After watching The Last Dance docuseries this year. I was especially intrigued with Phil Jackson’s approach to the game of basketball and how he was able to infuse Native American and Zen Buddhism philosophies to bring teams together for a common purpose and goal of winning a championship.
He would conduct basketball clinics on South Dakota’s Pine Ridge Reservation. From there he was interested in the Sioux Lakota’s practices and merged those leadership values into his professional and personal life.
As a basketball coach, he was able to connect with players like Dennis Rodman through Native American culture. “Dennis and I had this Native American bond between us,” Jackson said during The Last Dance docuseries.
Inside the team room Jackson had a bear claw necklace and various Native American artifacts which Dennis responded “Wow, I have this necklace from the Ponca Indians in Oklahoma. I’m hip to that” Jackson would add that in their tradition Dennis would be considered a heyoka – a backward walking person.
These people were different from the rest of the tribe similar to Dennis. “Phil realized that I was different, man,” Rodman said, but by allowing Dennis to be his own person it not only strengthened their relationship but the relationship between the team.
Growing up I’d hear stories of Phil’s philosophies from giving a handpicked book to inspire individual players, or filling the locker room with sage in order to break losing streaks, although most players thought it was marijuana.

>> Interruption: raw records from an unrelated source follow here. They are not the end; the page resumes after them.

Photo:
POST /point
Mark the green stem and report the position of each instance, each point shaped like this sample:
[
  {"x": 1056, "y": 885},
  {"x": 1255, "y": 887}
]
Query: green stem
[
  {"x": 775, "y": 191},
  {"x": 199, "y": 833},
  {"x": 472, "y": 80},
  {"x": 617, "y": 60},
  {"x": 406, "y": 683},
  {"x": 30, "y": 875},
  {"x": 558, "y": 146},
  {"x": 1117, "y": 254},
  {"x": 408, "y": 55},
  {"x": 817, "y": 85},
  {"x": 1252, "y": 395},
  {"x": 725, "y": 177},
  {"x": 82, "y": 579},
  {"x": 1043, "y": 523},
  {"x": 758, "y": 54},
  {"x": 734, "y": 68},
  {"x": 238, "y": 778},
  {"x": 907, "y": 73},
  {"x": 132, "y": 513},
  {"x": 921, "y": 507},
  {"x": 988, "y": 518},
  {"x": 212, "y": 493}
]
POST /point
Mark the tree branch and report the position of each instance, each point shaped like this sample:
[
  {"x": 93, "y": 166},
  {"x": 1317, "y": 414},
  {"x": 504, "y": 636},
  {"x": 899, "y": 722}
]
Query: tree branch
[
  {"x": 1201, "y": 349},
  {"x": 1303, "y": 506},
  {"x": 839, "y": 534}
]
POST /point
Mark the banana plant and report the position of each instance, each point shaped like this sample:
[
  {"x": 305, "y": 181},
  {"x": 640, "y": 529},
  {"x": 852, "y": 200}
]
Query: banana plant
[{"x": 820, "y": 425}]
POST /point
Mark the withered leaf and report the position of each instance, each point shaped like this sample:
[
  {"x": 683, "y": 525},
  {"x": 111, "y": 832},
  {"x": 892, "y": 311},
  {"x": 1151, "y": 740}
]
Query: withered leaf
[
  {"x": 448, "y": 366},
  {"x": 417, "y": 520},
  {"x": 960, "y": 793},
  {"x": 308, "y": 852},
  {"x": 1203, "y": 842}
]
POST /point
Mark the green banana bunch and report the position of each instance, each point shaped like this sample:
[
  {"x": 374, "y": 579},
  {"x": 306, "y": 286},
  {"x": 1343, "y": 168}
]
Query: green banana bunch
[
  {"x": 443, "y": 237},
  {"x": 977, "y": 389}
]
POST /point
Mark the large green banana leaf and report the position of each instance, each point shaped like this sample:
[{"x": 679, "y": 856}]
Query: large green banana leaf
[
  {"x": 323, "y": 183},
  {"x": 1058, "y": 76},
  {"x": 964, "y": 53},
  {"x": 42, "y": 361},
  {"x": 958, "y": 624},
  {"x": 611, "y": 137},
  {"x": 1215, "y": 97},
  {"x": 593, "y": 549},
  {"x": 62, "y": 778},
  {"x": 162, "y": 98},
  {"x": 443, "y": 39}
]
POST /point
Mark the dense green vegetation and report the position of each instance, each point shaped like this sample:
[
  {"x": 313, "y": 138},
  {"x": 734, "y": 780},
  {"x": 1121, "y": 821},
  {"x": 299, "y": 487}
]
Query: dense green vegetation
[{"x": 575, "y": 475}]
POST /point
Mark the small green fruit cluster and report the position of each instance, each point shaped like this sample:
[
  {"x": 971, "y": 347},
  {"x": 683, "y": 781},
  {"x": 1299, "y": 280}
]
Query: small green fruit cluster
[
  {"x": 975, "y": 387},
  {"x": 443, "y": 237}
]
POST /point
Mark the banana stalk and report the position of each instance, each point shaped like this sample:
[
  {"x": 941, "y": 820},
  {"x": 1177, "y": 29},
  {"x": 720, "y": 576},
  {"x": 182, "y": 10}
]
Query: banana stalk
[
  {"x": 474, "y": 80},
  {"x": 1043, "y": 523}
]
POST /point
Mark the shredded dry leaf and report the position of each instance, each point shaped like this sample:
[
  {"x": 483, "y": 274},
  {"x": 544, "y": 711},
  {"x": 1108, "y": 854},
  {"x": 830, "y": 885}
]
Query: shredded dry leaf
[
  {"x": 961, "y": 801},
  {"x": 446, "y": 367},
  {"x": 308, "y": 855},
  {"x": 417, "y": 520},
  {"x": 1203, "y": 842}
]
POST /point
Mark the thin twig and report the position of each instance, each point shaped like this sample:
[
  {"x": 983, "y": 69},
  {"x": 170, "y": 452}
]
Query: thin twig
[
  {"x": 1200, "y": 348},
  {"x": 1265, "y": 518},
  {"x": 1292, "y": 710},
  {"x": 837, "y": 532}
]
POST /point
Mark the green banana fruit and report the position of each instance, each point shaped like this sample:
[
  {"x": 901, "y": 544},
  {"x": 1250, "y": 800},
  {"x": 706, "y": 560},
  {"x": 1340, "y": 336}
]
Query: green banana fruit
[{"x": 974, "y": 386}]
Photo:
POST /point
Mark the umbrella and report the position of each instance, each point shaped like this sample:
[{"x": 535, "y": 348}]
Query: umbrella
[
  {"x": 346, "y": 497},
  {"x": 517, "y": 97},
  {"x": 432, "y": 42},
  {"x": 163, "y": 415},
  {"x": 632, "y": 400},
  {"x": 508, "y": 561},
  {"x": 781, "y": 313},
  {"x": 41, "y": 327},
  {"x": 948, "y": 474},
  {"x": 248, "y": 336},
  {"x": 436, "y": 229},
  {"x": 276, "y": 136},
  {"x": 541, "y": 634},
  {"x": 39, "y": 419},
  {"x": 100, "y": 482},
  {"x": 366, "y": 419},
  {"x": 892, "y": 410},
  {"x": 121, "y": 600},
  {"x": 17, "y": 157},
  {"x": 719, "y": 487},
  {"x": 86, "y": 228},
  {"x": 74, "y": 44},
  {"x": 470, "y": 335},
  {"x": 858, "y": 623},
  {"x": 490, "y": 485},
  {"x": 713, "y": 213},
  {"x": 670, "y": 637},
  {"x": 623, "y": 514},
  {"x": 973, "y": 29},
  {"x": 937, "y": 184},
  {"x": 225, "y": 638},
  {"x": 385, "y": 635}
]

Players would be asked about Phil’s techniques and in a 2009 interview with Conan O’Brien, Lakers point guard Derek Fisher mentioned that when the team isn’t playing well, Jackson would use sage. “I think he believes it gets rid of the evil spirits coming upon our team at the time. He has 10 championship rings and I’m at four going on five, so I think it’s working.”
His focus on mindfulness really helped teams remain in the present. Meditation really helped center players from outside worries and distractions. He believed in the concept of one breath, one mind. Most athletes focus on perfecting their game, training to get stronger, and eating healthy to maintain their bodies.
However, focusing on the mental aspect and building that in order to focus and connect with fellow teammates is just as important. The concept allowed his teams to approach problems with an open mind and allowed players to focus on the task at hand.
His coaching legacy now lives on through former players turned coaches – Steve Kerr, Luke Walton and Brian Shaw. I’m sure they’ve all taken bits and pieces of Phil’s style and applied it to their own teams.
I also feel current players should seek out and learn Phil’s philosophies, especially in today’s world where players are constantly distracted by social media. They are being scrutinized and critiqued by reporters, fans and fellow athletes on a daily basis and that can really take a toll on one’s psyche.
That is why Phil Jackson was able to be so successful with the teams he coached. He is a master at managing egos and bringing teams together. His contribution to the game of basketball is incredible, now retired he’s probably meditating and relaxing at his home in the calm and secluded state of Montana.